Scientists are warning that bad math may have compromised a recent study looking at the effect global warming is having on the world’s oceans.

The study, which was published earlier this month, found that the amount of heat energy absorbed by the oceans in each of the past 25 years was equivalent to 150 times the amount of electricity produced each year on a worldwide basis.

That finding, which was 60 per cent higher than any previous estimate, was based on measurements of oxygen and carbon dioxide in the atmosphere.

In a note dated Nov. 9 and posted to the Scripps Institution of Oceanography website, study co-author Ralph Keeling said two “problems” had been brought to his attention since the study was published.

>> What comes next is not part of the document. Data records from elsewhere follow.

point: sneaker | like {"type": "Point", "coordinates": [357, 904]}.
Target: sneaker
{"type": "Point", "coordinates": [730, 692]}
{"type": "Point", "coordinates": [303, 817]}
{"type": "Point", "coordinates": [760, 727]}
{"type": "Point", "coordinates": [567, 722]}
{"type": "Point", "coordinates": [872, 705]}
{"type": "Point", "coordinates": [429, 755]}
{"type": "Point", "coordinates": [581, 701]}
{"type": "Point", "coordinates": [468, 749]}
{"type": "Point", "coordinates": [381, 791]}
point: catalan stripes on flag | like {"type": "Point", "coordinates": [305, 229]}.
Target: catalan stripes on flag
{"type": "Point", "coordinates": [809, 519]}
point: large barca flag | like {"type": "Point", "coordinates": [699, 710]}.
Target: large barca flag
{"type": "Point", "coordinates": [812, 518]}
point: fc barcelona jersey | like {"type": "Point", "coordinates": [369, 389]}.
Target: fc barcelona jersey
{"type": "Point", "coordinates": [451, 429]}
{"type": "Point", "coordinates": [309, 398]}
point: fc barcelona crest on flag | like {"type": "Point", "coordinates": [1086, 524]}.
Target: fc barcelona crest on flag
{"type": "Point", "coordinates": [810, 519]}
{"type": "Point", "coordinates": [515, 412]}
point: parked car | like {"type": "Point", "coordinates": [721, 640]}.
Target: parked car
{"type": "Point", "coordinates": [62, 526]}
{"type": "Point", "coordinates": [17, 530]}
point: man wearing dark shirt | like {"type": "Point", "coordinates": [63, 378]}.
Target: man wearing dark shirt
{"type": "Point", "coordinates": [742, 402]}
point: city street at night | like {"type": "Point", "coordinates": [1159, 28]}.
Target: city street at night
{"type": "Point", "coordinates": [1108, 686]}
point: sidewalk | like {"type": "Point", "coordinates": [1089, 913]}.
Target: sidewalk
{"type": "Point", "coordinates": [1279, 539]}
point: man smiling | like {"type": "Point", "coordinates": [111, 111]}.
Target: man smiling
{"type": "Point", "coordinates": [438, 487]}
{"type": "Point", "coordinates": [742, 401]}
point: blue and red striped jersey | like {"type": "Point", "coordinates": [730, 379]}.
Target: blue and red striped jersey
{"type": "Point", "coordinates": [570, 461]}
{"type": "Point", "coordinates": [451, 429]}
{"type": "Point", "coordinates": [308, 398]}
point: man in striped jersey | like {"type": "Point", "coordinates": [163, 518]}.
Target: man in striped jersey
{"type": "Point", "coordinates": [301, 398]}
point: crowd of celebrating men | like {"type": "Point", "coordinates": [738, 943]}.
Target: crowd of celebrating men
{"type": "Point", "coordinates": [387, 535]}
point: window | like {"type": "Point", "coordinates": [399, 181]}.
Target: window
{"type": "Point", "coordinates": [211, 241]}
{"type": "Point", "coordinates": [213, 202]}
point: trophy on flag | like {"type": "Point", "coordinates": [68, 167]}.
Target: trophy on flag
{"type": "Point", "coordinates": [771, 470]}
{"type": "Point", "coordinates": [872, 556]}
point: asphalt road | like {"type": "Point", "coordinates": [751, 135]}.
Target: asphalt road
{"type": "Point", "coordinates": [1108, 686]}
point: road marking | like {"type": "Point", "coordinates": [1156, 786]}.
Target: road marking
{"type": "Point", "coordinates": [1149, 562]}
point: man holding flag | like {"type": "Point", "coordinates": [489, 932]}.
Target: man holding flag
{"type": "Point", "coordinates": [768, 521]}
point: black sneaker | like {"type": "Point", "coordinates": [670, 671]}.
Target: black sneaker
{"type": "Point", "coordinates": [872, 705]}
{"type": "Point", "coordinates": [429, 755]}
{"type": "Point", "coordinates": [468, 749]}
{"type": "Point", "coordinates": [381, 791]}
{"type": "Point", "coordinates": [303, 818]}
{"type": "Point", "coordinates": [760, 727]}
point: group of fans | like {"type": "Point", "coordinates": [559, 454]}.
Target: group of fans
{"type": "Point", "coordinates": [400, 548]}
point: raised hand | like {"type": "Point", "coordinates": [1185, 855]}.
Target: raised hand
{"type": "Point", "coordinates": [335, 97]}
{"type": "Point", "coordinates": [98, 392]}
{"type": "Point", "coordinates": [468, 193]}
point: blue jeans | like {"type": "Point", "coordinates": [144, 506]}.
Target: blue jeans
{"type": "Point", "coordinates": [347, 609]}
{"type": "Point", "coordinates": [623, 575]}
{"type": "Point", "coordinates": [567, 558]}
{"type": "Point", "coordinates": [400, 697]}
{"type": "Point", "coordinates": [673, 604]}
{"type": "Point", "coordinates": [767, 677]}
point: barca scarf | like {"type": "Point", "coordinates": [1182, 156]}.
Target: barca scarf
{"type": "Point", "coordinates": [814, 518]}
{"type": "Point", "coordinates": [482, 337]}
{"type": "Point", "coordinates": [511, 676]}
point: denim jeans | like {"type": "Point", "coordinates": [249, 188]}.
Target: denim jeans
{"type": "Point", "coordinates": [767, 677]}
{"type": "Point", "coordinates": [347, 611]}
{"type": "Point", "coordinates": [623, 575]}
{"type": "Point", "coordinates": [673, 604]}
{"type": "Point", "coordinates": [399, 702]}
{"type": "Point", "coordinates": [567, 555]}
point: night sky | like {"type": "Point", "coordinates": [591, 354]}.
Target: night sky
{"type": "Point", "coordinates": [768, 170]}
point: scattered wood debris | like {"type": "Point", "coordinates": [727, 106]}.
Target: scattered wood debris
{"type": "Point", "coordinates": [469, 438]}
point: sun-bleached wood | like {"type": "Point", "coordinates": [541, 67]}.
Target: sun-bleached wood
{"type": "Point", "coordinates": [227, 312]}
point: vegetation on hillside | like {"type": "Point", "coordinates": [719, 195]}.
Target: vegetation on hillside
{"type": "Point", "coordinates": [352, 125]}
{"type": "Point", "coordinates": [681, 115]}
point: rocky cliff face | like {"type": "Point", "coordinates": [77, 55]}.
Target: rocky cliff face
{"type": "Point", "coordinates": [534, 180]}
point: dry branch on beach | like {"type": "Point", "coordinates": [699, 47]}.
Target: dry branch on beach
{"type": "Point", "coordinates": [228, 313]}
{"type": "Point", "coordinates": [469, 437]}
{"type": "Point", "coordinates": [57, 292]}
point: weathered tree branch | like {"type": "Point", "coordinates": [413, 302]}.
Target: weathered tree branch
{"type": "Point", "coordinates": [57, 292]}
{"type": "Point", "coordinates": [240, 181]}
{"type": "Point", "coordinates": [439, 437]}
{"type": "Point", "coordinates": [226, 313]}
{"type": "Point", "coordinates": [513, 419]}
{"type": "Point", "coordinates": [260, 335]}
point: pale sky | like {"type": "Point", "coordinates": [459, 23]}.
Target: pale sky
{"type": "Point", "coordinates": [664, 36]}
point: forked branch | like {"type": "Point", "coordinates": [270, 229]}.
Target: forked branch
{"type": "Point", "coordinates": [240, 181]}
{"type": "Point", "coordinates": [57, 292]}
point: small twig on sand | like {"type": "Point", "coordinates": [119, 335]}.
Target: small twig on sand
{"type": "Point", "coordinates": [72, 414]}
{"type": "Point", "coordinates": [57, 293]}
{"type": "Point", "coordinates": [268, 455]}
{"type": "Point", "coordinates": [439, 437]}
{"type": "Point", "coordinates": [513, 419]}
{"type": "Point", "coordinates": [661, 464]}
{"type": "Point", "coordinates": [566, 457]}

“These problems, related to incorrectly treating systematic errors in the O2 measurements and the use of a constant land O2:C exchange ratio of 1.1, do not invalidate the study’s methodology or the new insights into ocean biogeochemistry on which it is based,” Keeling said.

“We expect the combined effect of those two corrections to have a small impact on our calculations of overall heat uptake, but with larger margins of error.”

Corrections will be submitted to Nature, the same journal that published the paper, Keeling said.

The errors noted by Keeling have no bearing on recent findings by the Intergovernmental Panel on Climate Change that 90 per cent of the planet’s temperature rise has been absorbed by the oceans.

The IPCC has said that drastic measures will be necessary to limit global warming to 1.5 C by the end of the century.